Advertising research commonly finds that a majority or a large minority of the audience may end up believing that a brand’s competition is the one being advertised in such campaigns, with large amounts of money being spent on promoting a competing brand.

Such a promotional strategy may cost the brand heavily, with disastrous results.

Audi V/S BMW

COMPARATIVE-1
Audi got to face the wrath of BMW loyalists in a commercial that compared Audi’s superiority to BMW. BMW supporters provided very vocal mileage to their beloved brand that cost Audi a whole campaign. The result was that, BMW retained its slot as the best luxury sports car, regardless of Audi’s claims.How does this advertising strategy affect potential customers?

The Brighter Side of Comparative Advertising

Research suggests that comparative advertising for newly launched brands is more believable. It is further explained that when consumers have preceding beliefs about a brand, it becomes difficult for them to get accustomed to new information about the same brand.

Hence, if consumers are already familiar with a certain brand, they would have formed their perceptions about it and any efforts to change those perceptions will most probably be wasted.

In 1997, a number of researchers – Garewal, Kavanoor, Edward, Carolyn & James – studied the impact of comparative advertising and found that it is believed to elicit more attention to the advertisement, greater message awareness, increased information processing, more favorable brand attitudes, and increased purchase intentions; all of which lead to more brand awareness, but lend lesser credibility to the source and a less favorable attitude towards the advertisement.

There are examples in advertising history where comparative advertising has worked quite well for brands with lower market shares.

Apple V/S Microsoft

COMPARATIVE-2

 

Apple is a prime example of this. By creating the “Mac versus PC” commercials that give clear variations between Mac and Windows products, Apple was able to take a small bite out of the leader’s market share, successfully.

Of course, those ads aren’t the only thing Apple has been doing right; the brand’s beautiful and unique technology speaks for itself there!

Local Market Scenario

Ufone VS Zong & Mobilink

Since, comparative adverting can be used interchangeably for either positive or negative enforcement, local advertising too deserves a mention here.

It has been mostly carried out by our telecom sector and initiated by Ufone, where the giant targeted Mobilink and Zong in its commercials. Although Zong did respond to the commercials through its advertising, certain Ufone commercials were banned by the censors.

Surf Excel V/S Ariel

Another local example is of Ariel and Surf Excel. The latter demonstrated in one of their commercials that Surf can remove stains in just one wash, while Ariel lacked this quality.

As a consumer I don’t hold a very high opinion of brand wars; rather find it exasperating at times.

Comparative advertising may prove to be clutter breaking, but repetition makes it tedious and excruciating. Also, it easily becomes unethical and unprofessional, with superficial claims being made by advertising brands.

It is not easy to believe that a brand that needs to compare itself with its main competitor will be without any fallacies of its own.
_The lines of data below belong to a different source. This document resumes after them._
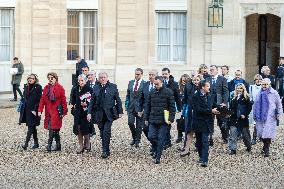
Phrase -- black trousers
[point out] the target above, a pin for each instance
(16, 88)
(136, 125)
(105, 132)
(32, 131)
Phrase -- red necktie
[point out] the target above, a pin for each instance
(136, 87)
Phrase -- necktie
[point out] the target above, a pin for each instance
(136, 86)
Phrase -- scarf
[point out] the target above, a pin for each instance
(50, 93)
(261, 106)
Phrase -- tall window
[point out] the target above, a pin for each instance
(6, 34)
(171, 39)
(82, 35)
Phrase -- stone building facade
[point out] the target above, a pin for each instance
(119, 35)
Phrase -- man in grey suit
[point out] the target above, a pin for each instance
(133, 107)
(220, 94)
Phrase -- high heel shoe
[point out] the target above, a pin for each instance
(183, 155)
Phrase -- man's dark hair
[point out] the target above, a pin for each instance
(86, 67)
(159, 78)
(214, 66)
(202, 83)
(166, 69)
(225, 66)
(139, 70)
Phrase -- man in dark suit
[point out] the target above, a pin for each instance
(134, 110)
(203, 109)
(160, 99)
(220, 94)
(169, 82)
(148, 87)
(105, 105)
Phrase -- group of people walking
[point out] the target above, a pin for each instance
(153, 106)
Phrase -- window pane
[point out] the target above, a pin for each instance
(163, 41)
(179, 37)
(5, 36)
(89, 36)
(6, 18)
(5, 53)
(72, 52)
(73, 19)
(163, 53)
(89, 52)
(73, 35)
(89, 19)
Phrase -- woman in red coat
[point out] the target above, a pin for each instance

Why compare if they are better than the best?

In a nutshell, comparative advertising adds to the perception and equity of a brand if it is able to bring out the best in it, if it’s following laws, guidelines and creative advertising techniques.

If it’s truthful and not unpleasant, it can actually help customers make more informed choices.

As David Ogilvy said a long time back, “The customer isn’t a moron; she’s your wife!”

Hence, if your product is superior, don’t hesitate to compare it with the leader and surge ahead. Truly, only the strong & confident can win the big fight!